Torchvision Mask-rcnn with Resnext101 backbone occur Nan loss during the training

Hi!
When I train mask rcnn with resnext101 backbone, Loss goes to Nan.
My code is made from pytorch tutorial.

backbone = resnet_fpn_backbone('resnext101_32x8d', pretrained=True, trainable_layers=5)
model = MaskRCNN(backbone, num_classes)
    in_features = model.roi_heads.box_predictor.cls_score.in_features
    model.roi_heads.box_predictor = FastRCNNPredictor(in_features, num_classes)
    in_features_mask = model.roi_heads.mask_predictor.conv5_mask.in_channels
    hidden_layer = 256
    model.roi_heads.mask_predictor = MaskRCNNPredictor(in_features_mask,
                                                       hidden_layer,
                                                       num_classes)

error message :

Epoch: [0]  [   0/1388]  eta: 0:23:07  lr: 0.000010  loss: 2.0952 (2.0952)  loss_classifier: 0.6831 (0.6831)  loss_box_reg: 0.0190 (0.0190)  loss_mask: 0.6889 (0.6889)  loss_objectness: 0.6918 (0.6918)  loss_rpn_box_reg: 0.0123 (0.0123)  time: 0.9999  data: 0.3882  max mem: 0
Loss is nan, stopping training
{'loss_classifier': tensor(nan, device='cuda:1', grad_fn=<NllLossBackward>), 'loss_box_reg': tensor(nan, device='cuda:1', grad_fn=<DivBackward0>), 'loss_mask': tensor(nan, device='cuda:1', grad_fn=<BinaryCrossEntropyWithLogitsBackward>), 'loss_objectness': tensor(0.6931, device='cuda:1', grad_fn=<BinaryCrossEntropyWithLogitsBackward>), 'loss_rpn_box_reg': tensor(0.0050, device='cuda:1', grad_fn=<DivBackward0>)}

When I change the backbone to resnet50 or resnet101, no error occurs.

I try to reduce lr but error still occurs with resnext-like.
How can I solve it?

You could check the forward activations for invalid values via forward hooks as described here. Once you’ve isolated which layer creates the NaN outputs, check it’s inputs as well as parameters.
If the parameters show invalid values, most likely the gradients were too large, the model was diverging, and the parameters were overflowing. On the other hand, if the inputs are containing NaNs, check the previous operation and see, if/how it could create invalid values.

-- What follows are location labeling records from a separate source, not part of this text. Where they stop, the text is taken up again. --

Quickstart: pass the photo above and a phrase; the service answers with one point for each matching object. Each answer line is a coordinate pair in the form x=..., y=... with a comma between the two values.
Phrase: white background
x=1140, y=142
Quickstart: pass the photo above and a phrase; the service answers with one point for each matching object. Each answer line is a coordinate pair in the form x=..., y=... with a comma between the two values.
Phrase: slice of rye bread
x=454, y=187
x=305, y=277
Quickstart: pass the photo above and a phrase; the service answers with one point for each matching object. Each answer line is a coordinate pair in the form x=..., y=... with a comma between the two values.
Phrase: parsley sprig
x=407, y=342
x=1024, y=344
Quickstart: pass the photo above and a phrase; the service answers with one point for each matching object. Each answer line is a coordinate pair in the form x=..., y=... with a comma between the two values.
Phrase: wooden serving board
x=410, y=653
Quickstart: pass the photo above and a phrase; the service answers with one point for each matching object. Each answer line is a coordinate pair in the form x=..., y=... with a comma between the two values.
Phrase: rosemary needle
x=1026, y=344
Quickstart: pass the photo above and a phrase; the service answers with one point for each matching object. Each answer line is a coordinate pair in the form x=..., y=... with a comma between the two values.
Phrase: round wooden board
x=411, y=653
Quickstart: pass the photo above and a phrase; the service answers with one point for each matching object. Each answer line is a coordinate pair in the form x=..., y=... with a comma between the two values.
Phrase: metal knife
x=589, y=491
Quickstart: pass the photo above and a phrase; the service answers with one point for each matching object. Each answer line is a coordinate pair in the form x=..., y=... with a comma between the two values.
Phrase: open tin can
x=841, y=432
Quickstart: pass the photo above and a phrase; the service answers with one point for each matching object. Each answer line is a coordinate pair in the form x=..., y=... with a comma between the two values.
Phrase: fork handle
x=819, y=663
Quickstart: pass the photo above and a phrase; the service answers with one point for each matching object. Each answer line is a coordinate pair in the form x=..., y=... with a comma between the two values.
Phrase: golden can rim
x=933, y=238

As you saying, I checked the outputs of layers, but I didn’t find any invalid values. Instead, I found loss is very large value on first epoch, first batch:

{'loss_classifier': tensor(2.4077e+09, grad_fn=<NllLossBackward>),
 'loss_box_reg': tensor(2.9896e+09, grad_fn=<DivBackward0>),
 'loss_mask': tensor(8.4899e+10, grad_fn=<BinaryCrossEntropyWithLogitsBackward>),
 'loss_objectness': tensor(2.1843e+09, grad_fn=<BinaryCrossEntropyWithLogitsBackward>),
 'loss_rpn_box_reg': tensor(1.9489e+08, grad_fn=<DivBackward0>)}

After update, in second batch, losses go to Nan.

It can be clue of solving the problem?

p.s. I use SGD optimizer, lr = 0.0005 with warm-up starting.

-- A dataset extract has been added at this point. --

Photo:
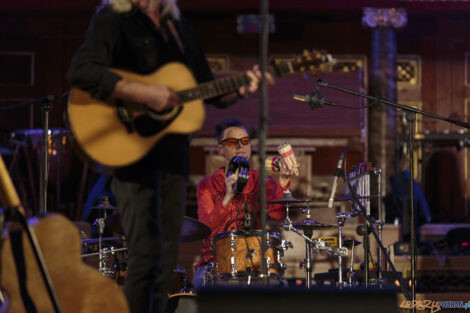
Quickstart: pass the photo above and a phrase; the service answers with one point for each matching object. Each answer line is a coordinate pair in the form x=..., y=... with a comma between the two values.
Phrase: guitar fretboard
x=227, y=85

Your model seems to be diverging. Since the forward activations seem to be in an expected range, you could check the loss function, which seems to blow up the values.

Thanks your advice. But I still didn’t understand about that why MaskRcnn with ResNet backbone is okay but that with ResNext is invalid. This Nan always occurs with any dataset including COCO2017 when ResNext or Wide-Resnet is used as backbone. I just got the backbone by using vision/torchvision/models/detection/backbone_utils.py, and changed the default Mask Rcnn provided from torchvision. Is this a possible situation?

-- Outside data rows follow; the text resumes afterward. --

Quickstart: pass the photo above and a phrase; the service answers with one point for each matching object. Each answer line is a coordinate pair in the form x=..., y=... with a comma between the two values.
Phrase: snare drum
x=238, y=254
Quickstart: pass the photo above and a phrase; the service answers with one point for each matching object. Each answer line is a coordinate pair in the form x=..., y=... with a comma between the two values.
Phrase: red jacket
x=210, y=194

I don’t know, why the change in backbone would cause this issue, but based on your last post:

it seems that the output activations of the backbone look alright, while the loss is really high (or were the output activations already high?).
In the latter case, I would guess that your current hyperparameters are not suitable for the new backbone and let the model diverge.